It's been a busy Fall so I haven't posted in a while. One of the things I was doing these last few months was preparing a home concert for a Twin Cities multi-generation ladies group comprised of musicians, both active and retired. We meet once a month, present an hour-long musical program and enjoy a wonderful meal together. I always emerge from these gatherings inspired, refreshed and renewed, musically and personally. On the surface, this may sound primarily like a "social" group, with all the stereotypical status-seeking, competitive trappings but while our group is indeed social, I have never felt those other aforementioned vibes with these particular women. Instead, the atmosphere is educational, illuminating and healing on many levels. Our performers talk about the music, poetry, historical context, performance practice and inspiration for the compositions.
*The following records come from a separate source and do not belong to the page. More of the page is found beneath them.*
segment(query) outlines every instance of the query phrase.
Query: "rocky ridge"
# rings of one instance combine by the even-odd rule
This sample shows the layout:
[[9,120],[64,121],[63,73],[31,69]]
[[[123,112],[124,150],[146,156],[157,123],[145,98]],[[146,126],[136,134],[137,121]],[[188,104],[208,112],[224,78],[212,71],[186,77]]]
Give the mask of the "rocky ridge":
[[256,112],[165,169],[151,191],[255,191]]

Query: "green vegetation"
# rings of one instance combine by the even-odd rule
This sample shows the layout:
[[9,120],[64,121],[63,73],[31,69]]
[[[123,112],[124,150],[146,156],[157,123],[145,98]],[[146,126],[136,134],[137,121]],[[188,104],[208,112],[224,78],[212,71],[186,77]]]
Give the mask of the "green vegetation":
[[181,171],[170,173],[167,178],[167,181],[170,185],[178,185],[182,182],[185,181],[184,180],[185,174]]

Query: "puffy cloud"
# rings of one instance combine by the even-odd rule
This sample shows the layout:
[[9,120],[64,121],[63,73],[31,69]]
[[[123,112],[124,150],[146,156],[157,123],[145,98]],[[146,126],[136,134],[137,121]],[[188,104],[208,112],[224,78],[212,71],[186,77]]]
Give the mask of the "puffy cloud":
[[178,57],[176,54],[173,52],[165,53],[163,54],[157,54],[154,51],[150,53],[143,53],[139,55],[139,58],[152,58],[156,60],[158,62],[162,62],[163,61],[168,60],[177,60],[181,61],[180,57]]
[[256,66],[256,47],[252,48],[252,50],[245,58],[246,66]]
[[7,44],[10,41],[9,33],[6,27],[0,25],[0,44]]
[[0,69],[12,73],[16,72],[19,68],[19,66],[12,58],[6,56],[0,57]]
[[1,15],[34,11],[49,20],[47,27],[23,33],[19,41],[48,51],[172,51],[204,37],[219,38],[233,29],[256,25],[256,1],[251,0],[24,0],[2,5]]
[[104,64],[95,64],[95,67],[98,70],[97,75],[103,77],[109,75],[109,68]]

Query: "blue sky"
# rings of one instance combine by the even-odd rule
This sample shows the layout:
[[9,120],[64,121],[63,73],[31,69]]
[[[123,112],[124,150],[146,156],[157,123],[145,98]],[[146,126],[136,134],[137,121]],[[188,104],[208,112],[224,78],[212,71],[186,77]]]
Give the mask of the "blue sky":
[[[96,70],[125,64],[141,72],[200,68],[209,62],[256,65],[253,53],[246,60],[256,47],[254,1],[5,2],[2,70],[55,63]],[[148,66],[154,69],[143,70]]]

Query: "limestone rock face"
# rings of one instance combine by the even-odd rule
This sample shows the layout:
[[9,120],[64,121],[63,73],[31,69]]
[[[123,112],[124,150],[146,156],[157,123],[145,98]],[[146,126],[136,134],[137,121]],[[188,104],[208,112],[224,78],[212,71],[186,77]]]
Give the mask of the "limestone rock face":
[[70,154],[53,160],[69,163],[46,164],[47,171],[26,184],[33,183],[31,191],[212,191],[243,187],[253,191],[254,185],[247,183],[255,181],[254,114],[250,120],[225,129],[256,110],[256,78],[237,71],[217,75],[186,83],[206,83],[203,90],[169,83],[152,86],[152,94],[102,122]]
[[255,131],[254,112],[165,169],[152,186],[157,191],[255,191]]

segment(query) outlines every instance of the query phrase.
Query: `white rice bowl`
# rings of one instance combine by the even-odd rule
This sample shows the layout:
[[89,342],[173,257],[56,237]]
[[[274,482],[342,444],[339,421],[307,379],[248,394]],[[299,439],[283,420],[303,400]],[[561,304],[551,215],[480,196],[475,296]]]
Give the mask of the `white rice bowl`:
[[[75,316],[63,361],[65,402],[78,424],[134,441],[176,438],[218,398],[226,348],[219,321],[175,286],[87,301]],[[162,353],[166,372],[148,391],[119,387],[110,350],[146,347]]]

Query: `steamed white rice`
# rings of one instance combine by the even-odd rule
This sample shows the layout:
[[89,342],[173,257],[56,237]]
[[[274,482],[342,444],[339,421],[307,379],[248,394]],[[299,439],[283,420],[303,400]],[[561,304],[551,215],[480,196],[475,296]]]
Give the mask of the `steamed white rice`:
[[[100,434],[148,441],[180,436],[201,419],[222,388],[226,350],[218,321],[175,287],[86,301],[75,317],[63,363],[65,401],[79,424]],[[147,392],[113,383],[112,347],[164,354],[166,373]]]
It is a bit intimidating, but also very rewarding to perform for such an experienced and educated audience. For my part last Friday, collaborative pianist and friend, Jill Schendel and I presented a group of six songs creating a seasonal journey spanning from late June (June Twilight by Rebecca Clarke, October Wind in New York by Emma Lou Diemer, Carol of the Snow and Behind the Clouds by Abbie Betinis, Wonder by Gerald Finzi and Come, Sing and Dance by Herbert Howells) through Christmas Day. We performed in Shirley and Michael Santoro's beautiful music room with its gorgeous picture windows, stunning views of the surrounding wetlands and the rich tones ringing out from their exceptionally sonorous Steinway grand piano.
In addition to the multiple magical musical moments experienced at the Santoro's lovely home, many of my most favorite home concert memories have been shared at Fred and Gloria Sewel's spectacular home in Minneapolis. (The Sewell and Santoro families are faithful supporters of the arts in the greater Twin Cities area of Minnesota)
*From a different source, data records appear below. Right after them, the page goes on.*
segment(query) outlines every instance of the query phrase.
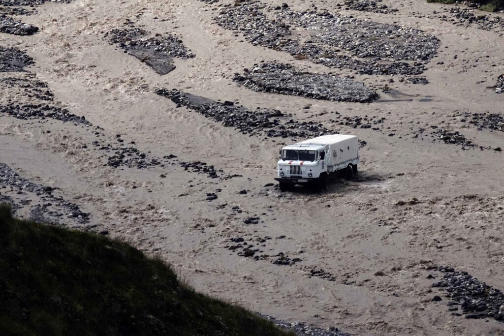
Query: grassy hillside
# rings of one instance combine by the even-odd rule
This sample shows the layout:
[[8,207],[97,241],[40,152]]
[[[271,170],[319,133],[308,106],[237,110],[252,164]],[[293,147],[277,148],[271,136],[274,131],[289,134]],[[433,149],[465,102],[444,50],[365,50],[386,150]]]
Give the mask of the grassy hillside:
[[0,205],[2,335],[286,335],[196,293],[161,260],[95,234],[12,218]]
[[[457,0],[427,0],[427,2],[455,4],[457,2]],[[504,9],[504,0],[468,0],[467,2],[476,4],[478,6],[478,9],[487,12]]]

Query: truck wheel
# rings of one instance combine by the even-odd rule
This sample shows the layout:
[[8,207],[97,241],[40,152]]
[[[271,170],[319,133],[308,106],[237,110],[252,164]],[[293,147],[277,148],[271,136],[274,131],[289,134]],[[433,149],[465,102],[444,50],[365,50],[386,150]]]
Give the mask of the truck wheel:
[[324,191],[327,190],[328,180],[329,180],[329,177],[326,174],[321,175],[317,179],[317,190],[318,191]]

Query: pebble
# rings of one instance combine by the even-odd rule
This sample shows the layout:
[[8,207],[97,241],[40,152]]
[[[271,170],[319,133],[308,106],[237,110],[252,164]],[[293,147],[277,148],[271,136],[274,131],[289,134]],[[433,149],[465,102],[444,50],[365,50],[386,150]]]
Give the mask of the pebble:
[[[470,4],[466,2],[466,5]],[[445,22],[451,23],[456,26],[469,27],[474,26],[479,29],[493,31],[502,34],[504,32],[504,18],[492,16],[490,18],[488,15],[483,15],[482,12],[475,14],[474,10],[457,6],[450,7],[443,7],[444,12],[436,11],[430,18],[436,18]]]
[[[0,163],[0,185],[10,186],[17,189],[19,192],[33,193],[44,201],[42,205],[37,205],[31,208],[29,219],[38,222],[57,223],[58,218],[68,214],[68,218],[80,224],[89,222],[89,214],[81,211],[77,205],[67,201],[60,197],[52,194],[53,189],[48,186],[34,183],[20,176],[7,165]],[[3,196],[0,198],[2,201],[15,205],[16,209],[20,207],[16,205],[12,197]],[[48,208],[52,207],[58,209],[58,212],[50,211]],[[49,217],[48,217],[49,216]]]
[[106,33],[105,37],[111,43],[118,44],[124,51],[150,66],[160,75],[175,69],[173,57],[187,59],[195,56],[175,35],[157,34],[155,37],[144,38],[148,34],[147,31],[135,27],[129,20],[124,24],[133,28],[114,29]]
[[[241,32],[255,45],[359,74],[419,75],[425,70],[422,61],[433,57],[440,44],[434,36],[397,25],[288,8],[275,11],[274,20],[263,13],[265,8],[257,1],[223,6],[214,20],[221,27]],[[299,34],[293,35],[291,26],[304,29],[310,38],[301,41]],[[345,54],[347,52],[367,59],[354,58]],[[386,59],[374,59],[378,57]]]
[[0,32],[17,35],[33,35],[38,27],[16,21],[10,16],[0,14]]
[[224,126],[238,128],[243,134],[266,135],[269,138],[305,139],[330,132],[322,124],[314,121],[300,122],[293,119],[292,115],[285,114],[278,110],[258,108],[252,111],[243,107],[226,105],[176,89],[160,89],[157,93],[171,99],[176,104],[221,122]]
[[446,296],[451,300],[448,306],[460,306],[467,318],[491,317],[504,321],[504,314],[501,313],[504,311],[504,294],[500,290],[481,282],[467,272],[445,266],[435,270],[444,275],[432,286],[447,292]]
[[345,9],[347,11],[372,12],[382,14],[390,14],[399,10],[382,4],[382,0],[345,0]]
[[494,87],[495,93],[502,93],[504,92],[504,74],[500,75],[497,78],[497,83]]
[[302,322],[288,322],[275,318],[268,315],[258,315],[271,321],[276,325],[294,333],[297,336],[350,336],[350,334],[344,332],[338,328],[331,326],[326,329],[319,328]]
[[0,72],[25,71],[25,67],[34,63],[33,59],[24,51],[0,46]]
[[462,117],[460,120],[461,122],[474,125],[479,130],[487,128],[504,132],[504,114],[455,112],[457,116]]
[[[52,97],[50,94],[49,97]],[[43,104],[25,104],[19,105],[12,104],[0,105],[0,113],[5,113],[23,120],[36,118],[51,118],[63,122],[74,122],[85,126],[92,126],[92,124],[83,116],[78,116],[66,109]]]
The contemporary design of the Sewell house was featured in Minnesota Architect magazine (May-June 2002) and features a rectangular-shaped living/music room which was conceptualized and designed to be acoustically suited for chamber music. The Sewell's wonderful Steinway grand piano sits proudly in an beautiful environment of hard wood floors, colorful custom rugs with music symbols and composer names woven in, stunning art and sculpture all around and picture windows facing a lake. When I've been lucky enough to perform there, not only has each experience been richly rewarding from a musical standpoint, but it has seemed as though time has been suspended somehow; as if the music being played and sung has tapped into a centuries-old continuum. Similar to the Santoro's home, there is the opportunity for special moments between audience and performer, a human connection, where beauty and emotion meet aesthetic and the senses.
Communication and emotion in home concerts is strikingly close and refreshingly human. I hope the practice and promotion of home concerts continues to be nurtured and valued well into the future. Our present-day electronically-enhanced illusion of perfection needs a human balance that live performances and home concerts continue to provide.